Joint tenancy is a form of ownership by two or more individuals together. It differs from other types of co-ownership in that the surviving joint tenant immediately becomes the owner of the whole property upon the death of the other joint tenant. State law, which varies by state, controls the creation of a joint tenancy in both real and personal property. Joint tenancy property passes outside of probate, however, it may be severed so that the property becomes part of one person's estate and passes to that person's heirs. All joint tenants, and their spouses, must sign deeds and contracts to transfer or sell real estate. A joint tenant may convey his or her interest to a third party, depending on applicable state law. This conversion would in effect terminate the joint tenancy and create a tenancy in common.

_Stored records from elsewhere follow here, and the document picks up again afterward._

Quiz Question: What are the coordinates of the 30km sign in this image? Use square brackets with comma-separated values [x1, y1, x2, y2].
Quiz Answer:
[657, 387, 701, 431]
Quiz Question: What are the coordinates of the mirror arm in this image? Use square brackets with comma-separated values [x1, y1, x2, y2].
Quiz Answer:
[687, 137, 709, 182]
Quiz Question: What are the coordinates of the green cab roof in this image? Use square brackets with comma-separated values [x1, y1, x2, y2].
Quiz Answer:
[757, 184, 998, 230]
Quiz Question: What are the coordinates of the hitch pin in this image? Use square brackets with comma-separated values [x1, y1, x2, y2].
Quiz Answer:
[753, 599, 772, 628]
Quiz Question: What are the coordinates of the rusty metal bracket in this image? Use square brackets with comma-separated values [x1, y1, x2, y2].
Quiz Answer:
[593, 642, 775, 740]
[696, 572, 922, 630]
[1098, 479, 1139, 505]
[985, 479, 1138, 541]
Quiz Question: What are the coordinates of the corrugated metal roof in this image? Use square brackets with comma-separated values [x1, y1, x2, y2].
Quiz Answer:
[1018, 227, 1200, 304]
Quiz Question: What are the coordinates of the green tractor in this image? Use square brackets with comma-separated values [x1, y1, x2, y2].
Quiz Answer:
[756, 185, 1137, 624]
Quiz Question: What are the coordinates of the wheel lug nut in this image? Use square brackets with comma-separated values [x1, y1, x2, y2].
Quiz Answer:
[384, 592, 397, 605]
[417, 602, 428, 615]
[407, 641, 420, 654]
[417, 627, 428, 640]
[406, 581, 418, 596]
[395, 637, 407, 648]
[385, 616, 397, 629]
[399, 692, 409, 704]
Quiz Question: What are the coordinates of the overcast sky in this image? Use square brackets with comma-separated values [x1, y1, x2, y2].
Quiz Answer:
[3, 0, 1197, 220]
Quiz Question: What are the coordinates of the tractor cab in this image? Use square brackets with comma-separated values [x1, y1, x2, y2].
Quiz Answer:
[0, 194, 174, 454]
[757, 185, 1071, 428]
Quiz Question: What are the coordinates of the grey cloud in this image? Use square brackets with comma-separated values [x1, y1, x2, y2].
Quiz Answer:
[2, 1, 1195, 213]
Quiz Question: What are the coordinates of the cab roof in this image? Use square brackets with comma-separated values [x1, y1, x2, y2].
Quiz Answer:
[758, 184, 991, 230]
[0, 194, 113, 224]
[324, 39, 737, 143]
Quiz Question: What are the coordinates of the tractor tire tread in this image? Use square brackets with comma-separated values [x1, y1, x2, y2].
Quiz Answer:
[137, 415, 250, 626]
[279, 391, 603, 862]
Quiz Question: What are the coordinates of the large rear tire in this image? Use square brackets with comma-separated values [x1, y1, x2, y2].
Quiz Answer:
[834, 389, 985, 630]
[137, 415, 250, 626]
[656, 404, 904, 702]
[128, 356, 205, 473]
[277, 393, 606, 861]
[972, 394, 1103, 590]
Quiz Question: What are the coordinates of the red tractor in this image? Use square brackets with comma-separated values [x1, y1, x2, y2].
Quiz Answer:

On the other hand, if the deed provides for ownership as tenants in common, each owner will own a portion of the property, which may be unequal, but each will have the right to possess the entire property. There is no "right of survivorship" if one of the tenants in common dies, and each interest may be separately sold, mortgaged or willed to another. Upon the death of a tenant in common there must be a court supervised administration of the estate of the deceased to transfer the interest in the tenancy in common.

In the case of a life tenant who holds a life estate, when the life tenant dies, their interest may pass to the remaindermen. Title may also return to the person giving or deeding the property or to his/her surviving children or descendants upon the death of the life tenant--this is called "reversion."

If the attorney handling the estate has executed a fiduciary deed to the five children as tenants in common or joint tenants, the current five owners may execute a deed from the five individuals to only one. A quit claim deed is often used among family members when there is little doubt as to the ownership or claims against the property.

There are two basic types of deeds: a warranty deed, which guarantees that the grantor owns title, and the quitclaim deed, which transfers only that interest in the real property which the grantor actually has. The only type of deed that creates "liability by reason of covenants of warranty" as to matters of record is a general warranty deed. A quit claim deed contains no warranties and the seller doesn't have liability to the buyer for other recorded claims on the property. The purchaser takes the property subject to existing taxes, assessments, liens, encumbrances, covenants, conditions, restrictions, rights of way and easements of record. However, a person who obtains a mortgage is still liable for mortgage payments after executing a quit claim deed on the property securing the mortgage. The quitclaim is often used among family members or from one joint owner to the other when there is little question about existing ownership, or just to clear the title.

This content is for informational purposes only and is not legal advice. Legal statutes mentioned reflect the law at the time the content was written and may no longer be current. Always verify the latest version of the law before relying on it.

FAQs

In Florida, if a parent dies and leaves a will, the house is distributed according to the terms of the will. If there is no will, the house typically goes to the children or other heirs under Florida's intestacy laws. If the property is jointly owned, the surviving owner may automatically inherit the deceased's share without going through probate.